The National Autistic Society (NAS) has warned the government its plans to reform guidelines for teachers over the use of restraint for pupils could put children with autism and other special educational needs (SEN) and teachers at risk of harm.

In a recent speech at the Durand Academy, a primary school in London, education secretary Michael Gove said that; "schools should not have a no-touch policy and it is right to intervene physically to maintain order. Or indeed to comfort a child in distress." Gove also announced that the requirement for teachers to record the details of every instance they have to physically restrain children - which was set to take effect this month - has been scrapped.

However, Mark Lever, chief executive of the NAS, is concerned by this move and warned that restraining pupils with autism and other SEN is a specialist skill. "If they are restrained improperly it could result in children becoming extremely distressed, frightened and even injured - exacerbating problems further," he said. "The idea that teachers could restrain pupils and not record the incident is extremely worrying and could put both children and teachers at risk. "A lack of understanding and support at school can cause children with autism great anxiety and lead to behaviour that may be difficult to manage. A recent survey by the NAS found that 43% of young people with autism feel their teachers don't know enough about autism.

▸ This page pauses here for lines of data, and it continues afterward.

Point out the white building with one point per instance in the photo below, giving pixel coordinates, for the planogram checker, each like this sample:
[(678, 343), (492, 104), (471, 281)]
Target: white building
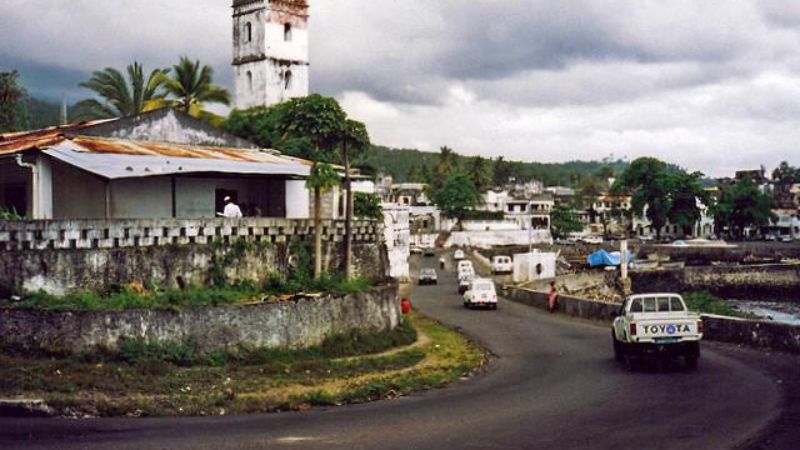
[(161, 164), (531, 213), (270, 51), (397, 235)]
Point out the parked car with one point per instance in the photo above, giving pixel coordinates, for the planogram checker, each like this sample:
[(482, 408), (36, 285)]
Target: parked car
[(592, 240), (502, 264), (656, 325), (465, 263), (481, 293), (428, 276), (464, 281)]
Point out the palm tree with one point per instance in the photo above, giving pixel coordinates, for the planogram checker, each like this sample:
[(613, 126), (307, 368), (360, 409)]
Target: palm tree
[(191, 86), (123, 97)]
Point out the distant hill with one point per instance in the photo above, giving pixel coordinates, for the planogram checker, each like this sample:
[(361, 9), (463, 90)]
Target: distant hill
[(409, 165), (43, 113)]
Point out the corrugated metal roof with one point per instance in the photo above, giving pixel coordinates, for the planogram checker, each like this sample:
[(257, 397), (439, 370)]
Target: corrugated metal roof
[(27, 140), (117, 165)]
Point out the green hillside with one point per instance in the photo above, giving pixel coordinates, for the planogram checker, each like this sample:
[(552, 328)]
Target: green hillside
[(408, 165)]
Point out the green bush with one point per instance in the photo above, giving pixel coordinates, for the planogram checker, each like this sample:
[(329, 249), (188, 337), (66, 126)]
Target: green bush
[(705, 302), (357, 343)]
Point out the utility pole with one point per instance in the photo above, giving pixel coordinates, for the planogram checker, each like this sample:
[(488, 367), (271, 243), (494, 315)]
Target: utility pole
[(64, 118)]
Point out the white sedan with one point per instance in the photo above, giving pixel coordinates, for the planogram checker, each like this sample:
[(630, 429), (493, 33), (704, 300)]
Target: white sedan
[(481, 293)]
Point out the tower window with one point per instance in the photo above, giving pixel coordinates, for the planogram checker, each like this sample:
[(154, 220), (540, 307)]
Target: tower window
[(287, 32), (287, 80)]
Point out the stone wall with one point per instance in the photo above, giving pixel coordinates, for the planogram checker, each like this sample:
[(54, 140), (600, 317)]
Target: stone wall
[(756, 282), (289, 325), (759, 334), (573, 306), (63, 256)]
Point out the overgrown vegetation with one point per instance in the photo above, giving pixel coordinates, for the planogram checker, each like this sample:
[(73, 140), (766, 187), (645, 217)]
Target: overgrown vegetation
[(10, 214), (149, 380), (705, 302), (222, 291)]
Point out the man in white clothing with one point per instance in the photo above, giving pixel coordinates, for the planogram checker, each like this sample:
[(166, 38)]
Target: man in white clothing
[(232, 210)]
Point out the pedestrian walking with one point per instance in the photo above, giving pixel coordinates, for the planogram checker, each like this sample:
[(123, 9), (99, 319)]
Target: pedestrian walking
[(552, 300), (232, 210)]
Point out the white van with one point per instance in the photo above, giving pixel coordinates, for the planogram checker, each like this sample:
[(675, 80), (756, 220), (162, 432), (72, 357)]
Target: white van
[(463, 264), (502, 264)]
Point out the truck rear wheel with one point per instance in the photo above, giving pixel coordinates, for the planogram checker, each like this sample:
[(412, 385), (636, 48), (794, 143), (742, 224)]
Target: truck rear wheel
[(618, 353)]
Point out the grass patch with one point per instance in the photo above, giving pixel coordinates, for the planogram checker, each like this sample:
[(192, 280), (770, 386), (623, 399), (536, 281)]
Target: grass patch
[(148, 380), (705, 302)]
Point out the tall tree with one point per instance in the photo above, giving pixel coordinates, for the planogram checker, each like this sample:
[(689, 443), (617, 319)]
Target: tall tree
[(563, 221), (13, 108), (503, 170), (481, 172), (686, 195), (448, 162), (742, 205), (121, 96), (321, 120), (648, 181), (457, 195), (191, 87), (353, 140)]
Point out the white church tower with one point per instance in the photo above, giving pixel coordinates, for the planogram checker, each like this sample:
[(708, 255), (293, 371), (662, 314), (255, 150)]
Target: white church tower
[(270, 51)]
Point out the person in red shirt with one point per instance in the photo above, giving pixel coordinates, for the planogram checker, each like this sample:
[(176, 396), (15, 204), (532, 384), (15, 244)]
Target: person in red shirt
[(552, 300)]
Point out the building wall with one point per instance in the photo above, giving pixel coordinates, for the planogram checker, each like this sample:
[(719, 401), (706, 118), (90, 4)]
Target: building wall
[(141, 198), (288, 325), (77, 194), (67, 255), (15, 178), (297, 200)]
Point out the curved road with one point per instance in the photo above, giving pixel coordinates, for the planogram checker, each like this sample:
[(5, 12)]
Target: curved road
[(552, 383)]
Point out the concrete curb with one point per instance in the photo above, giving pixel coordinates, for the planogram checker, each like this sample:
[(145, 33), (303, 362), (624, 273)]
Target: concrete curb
[(25, 408), (733, 330)]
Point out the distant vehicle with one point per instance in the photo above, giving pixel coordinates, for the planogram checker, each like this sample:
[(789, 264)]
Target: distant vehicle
[(464, 282), (592, 240), (465, 263), (656, 325), (502, 264), (428, 276), (481, 293)]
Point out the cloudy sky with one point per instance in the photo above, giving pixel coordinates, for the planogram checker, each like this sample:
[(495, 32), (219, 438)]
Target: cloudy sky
[(710, 85)]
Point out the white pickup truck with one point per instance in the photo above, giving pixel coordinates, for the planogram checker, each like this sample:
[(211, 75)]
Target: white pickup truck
[(656, 324)]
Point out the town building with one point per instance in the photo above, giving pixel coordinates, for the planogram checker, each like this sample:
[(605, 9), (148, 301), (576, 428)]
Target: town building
[(162, 164), (270, 51)]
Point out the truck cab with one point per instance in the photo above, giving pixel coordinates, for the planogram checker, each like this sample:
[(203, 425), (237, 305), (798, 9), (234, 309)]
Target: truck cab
[(656, 325)]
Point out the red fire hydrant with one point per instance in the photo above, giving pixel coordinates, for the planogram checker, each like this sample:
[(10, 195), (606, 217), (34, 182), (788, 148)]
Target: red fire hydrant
[(405, 305)]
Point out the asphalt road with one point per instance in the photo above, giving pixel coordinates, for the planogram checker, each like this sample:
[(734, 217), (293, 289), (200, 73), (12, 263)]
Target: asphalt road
[(552, 384)]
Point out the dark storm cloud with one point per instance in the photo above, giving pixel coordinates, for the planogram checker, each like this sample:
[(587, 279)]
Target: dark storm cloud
[(711, 84)]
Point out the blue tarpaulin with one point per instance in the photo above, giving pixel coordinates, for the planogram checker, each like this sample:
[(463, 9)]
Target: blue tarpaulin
[(604, 258)]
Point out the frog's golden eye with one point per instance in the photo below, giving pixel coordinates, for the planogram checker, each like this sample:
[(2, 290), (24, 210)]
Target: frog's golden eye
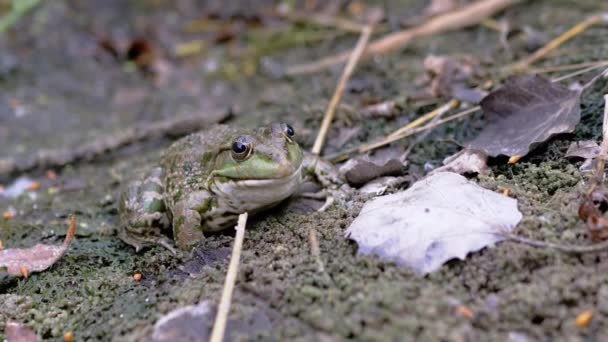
[(241, 149), (289, 131)]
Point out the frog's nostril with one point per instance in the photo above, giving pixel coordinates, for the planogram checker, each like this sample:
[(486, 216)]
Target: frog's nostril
[(285, 170)]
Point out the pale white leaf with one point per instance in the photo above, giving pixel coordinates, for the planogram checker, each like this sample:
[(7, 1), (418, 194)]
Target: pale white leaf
[(441, 217)]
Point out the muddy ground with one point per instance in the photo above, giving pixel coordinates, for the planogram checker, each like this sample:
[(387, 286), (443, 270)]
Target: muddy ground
[(58, 89)]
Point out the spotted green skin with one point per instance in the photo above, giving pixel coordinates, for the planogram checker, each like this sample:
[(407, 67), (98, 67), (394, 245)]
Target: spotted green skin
[(201, 187)]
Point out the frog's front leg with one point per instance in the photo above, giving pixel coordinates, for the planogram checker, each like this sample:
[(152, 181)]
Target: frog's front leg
[(143, 213), (187, 229), (334, 186)]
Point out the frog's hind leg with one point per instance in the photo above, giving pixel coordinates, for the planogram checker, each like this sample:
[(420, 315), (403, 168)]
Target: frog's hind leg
[(143, 213)]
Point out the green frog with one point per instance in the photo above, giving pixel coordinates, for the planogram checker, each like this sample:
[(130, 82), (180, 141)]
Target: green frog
[(206, 179)]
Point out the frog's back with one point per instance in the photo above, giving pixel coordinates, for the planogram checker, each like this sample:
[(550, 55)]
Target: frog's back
[(189, 160)]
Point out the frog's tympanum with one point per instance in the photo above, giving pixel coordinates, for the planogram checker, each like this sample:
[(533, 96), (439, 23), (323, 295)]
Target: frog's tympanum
[(205, 180)]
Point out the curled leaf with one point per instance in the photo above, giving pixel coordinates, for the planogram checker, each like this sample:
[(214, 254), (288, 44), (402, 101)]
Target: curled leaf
[(525, 112), (23, 261), (586, 149), (361, 170), (190, 323), (18, 332), (464, 162)]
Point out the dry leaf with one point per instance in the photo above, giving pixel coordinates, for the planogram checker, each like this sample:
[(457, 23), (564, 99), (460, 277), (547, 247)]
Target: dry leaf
[(586, 149), (361, 170), (17, 332), (190, 323), (525, 112), (448, 75), (442, 217), (436, 7), (22, 261), (464, 162)]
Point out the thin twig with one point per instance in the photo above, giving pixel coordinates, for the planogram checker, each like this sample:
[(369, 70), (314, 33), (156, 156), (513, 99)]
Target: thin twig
[(426, 117), (406, 133), (568, 67), (217, 334), (598, 175), (331, 108), (319, 19), (315, 250), (457, 19), (579, 72), (557, 42), (598, 247), (369, 147)]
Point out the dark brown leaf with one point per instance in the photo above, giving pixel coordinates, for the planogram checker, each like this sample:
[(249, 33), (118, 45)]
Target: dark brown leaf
[(23, 261), (525, 112)]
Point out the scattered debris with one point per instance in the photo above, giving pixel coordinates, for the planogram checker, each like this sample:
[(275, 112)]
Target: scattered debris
[(17, 332), (353, 59), (385, 162), (448, 75), (219, 327), (584, 318), (19, 187), (464, 311), (595, 199), (465, 16), (439, 218), (51, 175), (190, 323), (9, 214), (525, 112), (387, 109), (514, 159), (557, 42), (379, 186), (140, 52), (68, 337), (23, 261), (465, 162), (586, 149)]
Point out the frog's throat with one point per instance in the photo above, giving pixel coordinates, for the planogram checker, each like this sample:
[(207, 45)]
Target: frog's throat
[(254, 194)]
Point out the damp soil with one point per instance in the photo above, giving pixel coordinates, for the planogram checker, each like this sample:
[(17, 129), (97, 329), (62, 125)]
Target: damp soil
[(58, 89)]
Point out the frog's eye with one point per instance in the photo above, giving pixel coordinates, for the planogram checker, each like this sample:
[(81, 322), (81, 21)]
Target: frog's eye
[(241, 149), (289, 131)]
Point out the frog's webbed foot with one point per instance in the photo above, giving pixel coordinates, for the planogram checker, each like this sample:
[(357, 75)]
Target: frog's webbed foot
[(143, 214), (187, 230), (335, 189), (147, 237)]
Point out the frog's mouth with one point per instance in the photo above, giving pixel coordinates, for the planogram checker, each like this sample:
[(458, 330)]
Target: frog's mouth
[(294, 176), (254, 194)]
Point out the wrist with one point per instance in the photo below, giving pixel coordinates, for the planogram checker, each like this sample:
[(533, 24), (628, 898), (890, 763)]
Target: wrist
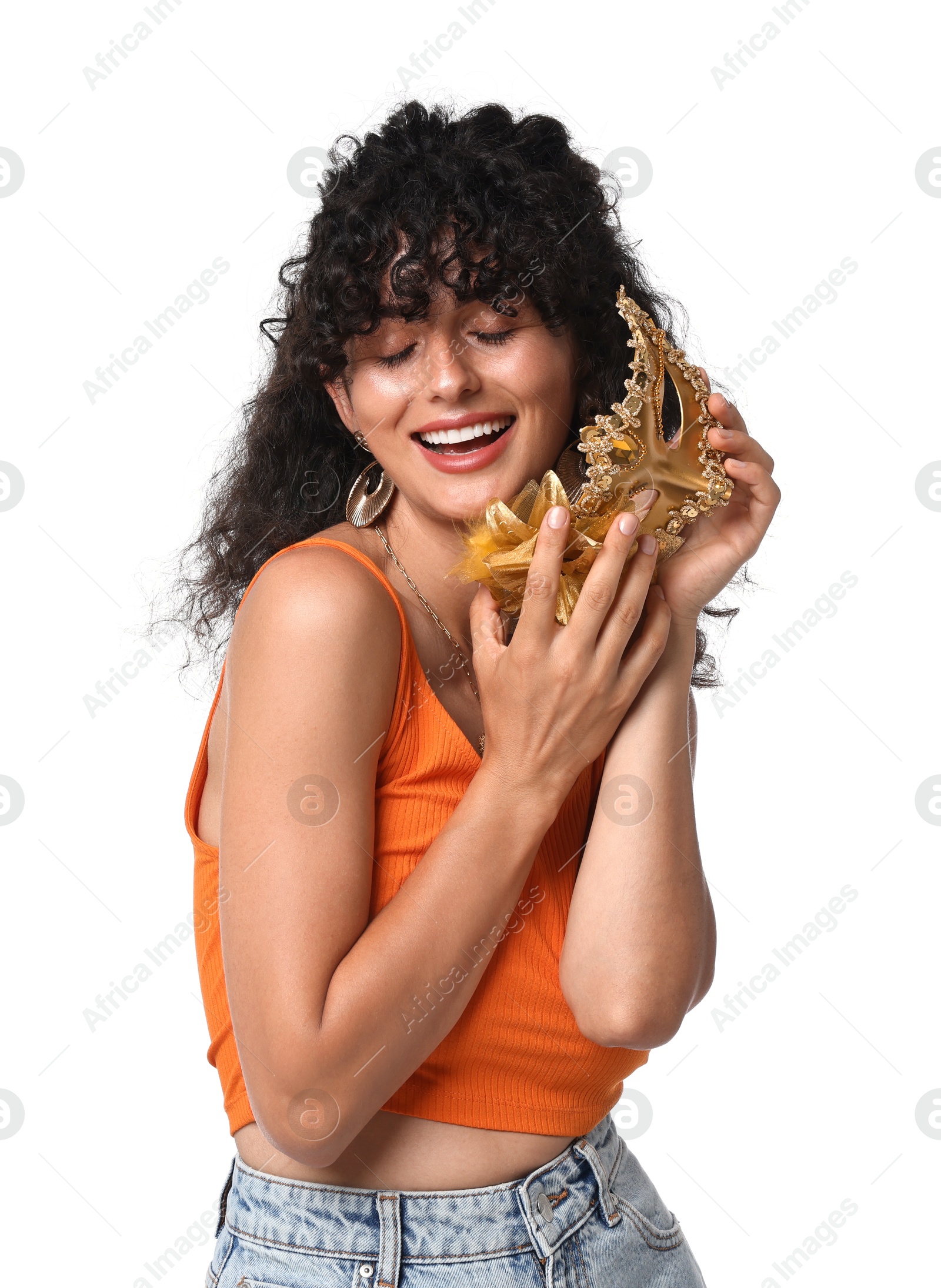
[(528, 801)]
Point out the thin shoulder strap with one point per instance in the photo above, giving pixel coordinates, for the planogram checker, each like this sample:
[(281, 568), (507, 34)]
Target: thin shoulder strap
[(366, 563)]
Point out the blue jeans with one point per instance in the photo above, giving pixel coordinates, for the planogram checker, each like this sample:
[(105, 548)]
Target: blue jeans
[(588, 1219)]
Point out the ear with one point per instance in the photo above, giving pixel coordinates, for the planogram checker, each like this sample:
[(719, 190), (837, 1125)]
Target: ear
[(339, 393)]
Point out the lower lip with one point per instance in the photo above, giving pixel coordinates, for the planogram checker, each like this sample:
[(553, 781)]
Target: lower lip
[(462, 463)]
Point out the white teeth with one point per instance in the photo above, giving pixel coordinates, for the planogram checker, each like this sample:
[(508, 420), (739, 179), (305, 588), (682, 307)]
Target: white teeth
[(465, 436)]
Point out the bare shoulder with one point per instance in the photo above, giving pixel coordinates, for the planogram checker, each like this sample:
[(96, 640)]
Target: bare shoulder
[(311, 675), (320, 597)]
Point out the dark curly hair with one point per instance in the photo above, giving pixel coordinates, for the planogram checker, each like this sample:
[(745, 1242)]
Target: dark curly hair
[(484, 204)]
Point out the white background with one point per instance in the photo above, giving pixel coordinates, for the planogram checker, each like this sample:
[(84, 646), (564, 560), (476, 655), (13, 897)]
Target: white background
[(807, 785)]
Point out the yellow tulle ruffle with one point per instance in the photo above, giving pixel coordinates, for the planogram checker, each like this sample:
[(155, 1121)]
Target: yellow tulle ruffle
[(500, 545)]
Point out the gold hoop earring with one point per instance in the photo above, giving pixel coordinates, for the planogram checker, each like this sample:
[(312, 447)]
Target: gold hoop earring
[(364, 507)]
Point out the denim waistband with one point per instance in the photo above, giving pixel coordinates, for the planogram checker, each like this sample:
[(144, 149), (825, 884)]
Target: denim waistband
[(393, 1226)]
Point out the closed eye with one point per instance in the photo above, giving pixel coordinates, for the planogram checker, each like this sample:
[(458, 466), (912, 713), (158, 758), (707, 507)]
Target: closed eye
[(493, 336)]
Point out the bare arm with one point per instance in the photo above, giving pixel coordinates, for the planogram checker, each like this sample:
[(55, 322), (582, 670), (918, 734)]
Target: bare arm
[(641, 938), (640, 943), (328, 1006)]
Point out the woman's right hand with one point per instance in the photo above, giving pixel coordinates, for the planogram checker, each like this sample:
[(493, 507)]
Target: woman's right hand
[(553, 697)]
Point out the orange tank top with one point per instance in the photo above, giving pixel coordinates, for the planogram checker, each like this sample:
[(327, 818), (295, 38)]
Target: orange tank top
[(516, 1059)]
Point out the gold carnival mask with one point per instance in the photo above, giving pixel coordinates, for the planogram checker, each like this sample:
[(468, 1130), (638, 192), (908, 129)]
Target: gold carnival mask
[(655, 439)]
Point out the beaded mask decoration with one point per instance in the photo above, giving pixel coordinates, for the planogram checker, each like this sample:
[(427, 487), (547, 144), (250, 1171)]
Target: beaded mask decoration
[(655, 439)]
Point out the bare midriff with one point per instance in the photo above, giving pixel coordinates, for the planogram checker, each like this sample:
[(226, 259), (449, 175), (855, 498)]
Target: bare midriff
[(393, 1152)]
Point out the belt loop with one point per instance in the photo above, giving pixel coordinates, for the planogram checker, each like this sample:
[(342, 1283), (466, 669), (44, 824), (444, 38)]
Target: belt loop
[(590, 1156), (390, 1241), (223, 1199)]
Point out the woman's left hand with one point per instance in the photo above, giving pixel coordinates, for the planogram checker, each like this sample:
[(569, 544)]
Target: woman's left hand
[(718, 544)]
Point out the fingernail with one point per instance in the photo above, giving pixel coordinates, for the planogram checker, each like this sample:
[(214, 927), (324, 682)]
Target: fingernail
[(643, 500)]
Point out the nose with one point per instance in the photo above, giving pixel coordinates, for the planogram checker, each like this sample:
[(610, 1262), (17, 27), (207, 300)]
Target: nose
[(449, 372)]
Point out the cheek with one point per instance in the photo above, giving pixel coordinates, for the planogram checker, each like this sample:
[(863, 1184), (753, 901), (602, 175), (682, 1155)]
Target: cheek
[(543, 374)]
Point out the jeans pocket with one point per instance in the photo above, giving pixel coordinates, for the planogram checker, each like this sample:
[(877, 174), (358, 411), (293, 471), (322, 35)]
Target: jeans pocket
[(640, 1203), (223, 1249), (662, 1238)]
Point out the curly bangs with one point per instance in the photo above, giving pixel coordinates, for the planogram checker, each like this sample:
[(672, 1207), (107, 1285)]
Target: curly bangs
[(485, 205)]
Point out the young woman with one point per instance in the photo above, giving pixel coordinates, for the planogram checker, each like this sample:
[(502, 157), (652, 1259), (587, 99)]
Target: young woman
[(428, 961)]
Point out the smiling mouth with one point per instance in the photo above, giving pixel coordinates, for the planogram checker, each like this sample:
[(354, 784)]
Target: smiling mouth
[(471, 439)]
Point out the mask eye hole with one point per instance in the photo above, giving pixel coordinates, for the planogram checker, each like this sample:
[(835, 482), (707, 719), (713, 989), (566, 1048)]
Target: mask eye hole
[(672, 410)]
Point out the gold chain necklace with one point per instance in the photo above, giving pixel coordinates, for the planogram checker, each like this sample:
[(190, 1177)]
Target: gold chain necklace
[(455, 645)]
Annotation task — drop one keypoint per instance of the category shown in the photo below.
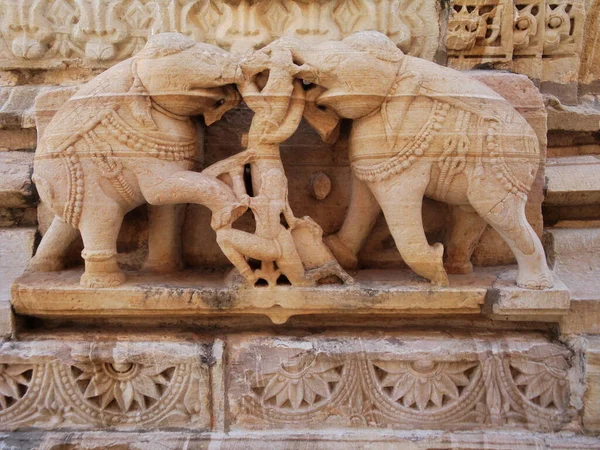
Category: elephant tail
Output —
(44, 189)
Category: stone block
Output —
(16, 247)
(412, 380)
(573, 181)
(16, 187)
(591, 411)
(514, 303)
(112, 383)
(203, 293)
(21, 139)
(575, 253)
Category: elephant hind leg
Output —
(466, 228)
(401, 199)
(99, 230)
(51, 252)
(508, 218)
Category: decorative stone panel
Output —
(91, 385)
(407, 381)
(541, 38)
(50, 33)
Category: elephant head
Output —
(355, 74)
(186, 78)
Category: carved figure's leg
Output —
(358, 223)
(401, 199)
(466, 228)
(237, 244)
(51, 252)
(508, 218)
(99, 229)
(290, 263)
(193, 187)
(164, 238)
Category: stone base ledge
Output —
(334, 440)
(370, 382)
(196, 294)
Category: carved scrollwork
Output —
(363, 390)
(302, 390)
(58, 394)
(37, 32)
(489, 31)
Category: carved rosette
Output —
(503, 31)
(521, 389)
(40, 34)
(134, 393)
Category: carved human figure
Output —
(278, 103)
(424, 130)
(127, 138)
(271, 240)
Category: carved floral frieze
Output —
(500, 30)
(103, 391)
(42, 33)
(365, 389)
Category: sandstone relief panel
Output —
(542, 39)
(414, 381)
(120, 385)
(126, 139)
(44, 34)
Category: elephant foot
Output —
(44, 265)
(342, 253)
(542, 280)
(458, 267)
(102, 279)
(431, 266)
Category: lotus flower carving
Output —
(125, 386)
(300, 384)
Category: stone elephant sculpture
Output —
(126, 138)
(423, 130)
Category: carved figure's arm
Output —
(291, 120)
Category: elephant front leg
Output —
(99, 228)
(164, 238)
(358, 224)
(51, 252)
(401, 199)
(464, 232)
(198, 188)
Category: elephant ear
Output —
(141, 104)
(393, 111)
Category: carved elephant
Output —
(422, 130)
(126, 138)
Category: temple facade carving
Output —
(299, 224)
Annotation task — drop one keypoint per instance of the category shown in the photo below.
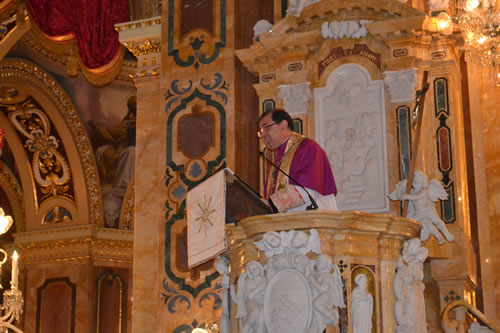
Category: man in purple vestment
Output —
(302, 158)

Rather than focusing on the punishment and restraint of these 'unruly' pupils, Gove should be working with schools to put measures in to support children with autism and prevent situations from escalating.  "Restraint should only ever be used as a very last resort and every school must have staff properly trained in how to restrain pupils safely. If not, they risk putting children under increased stress and anxiety, which could have a devastating effect."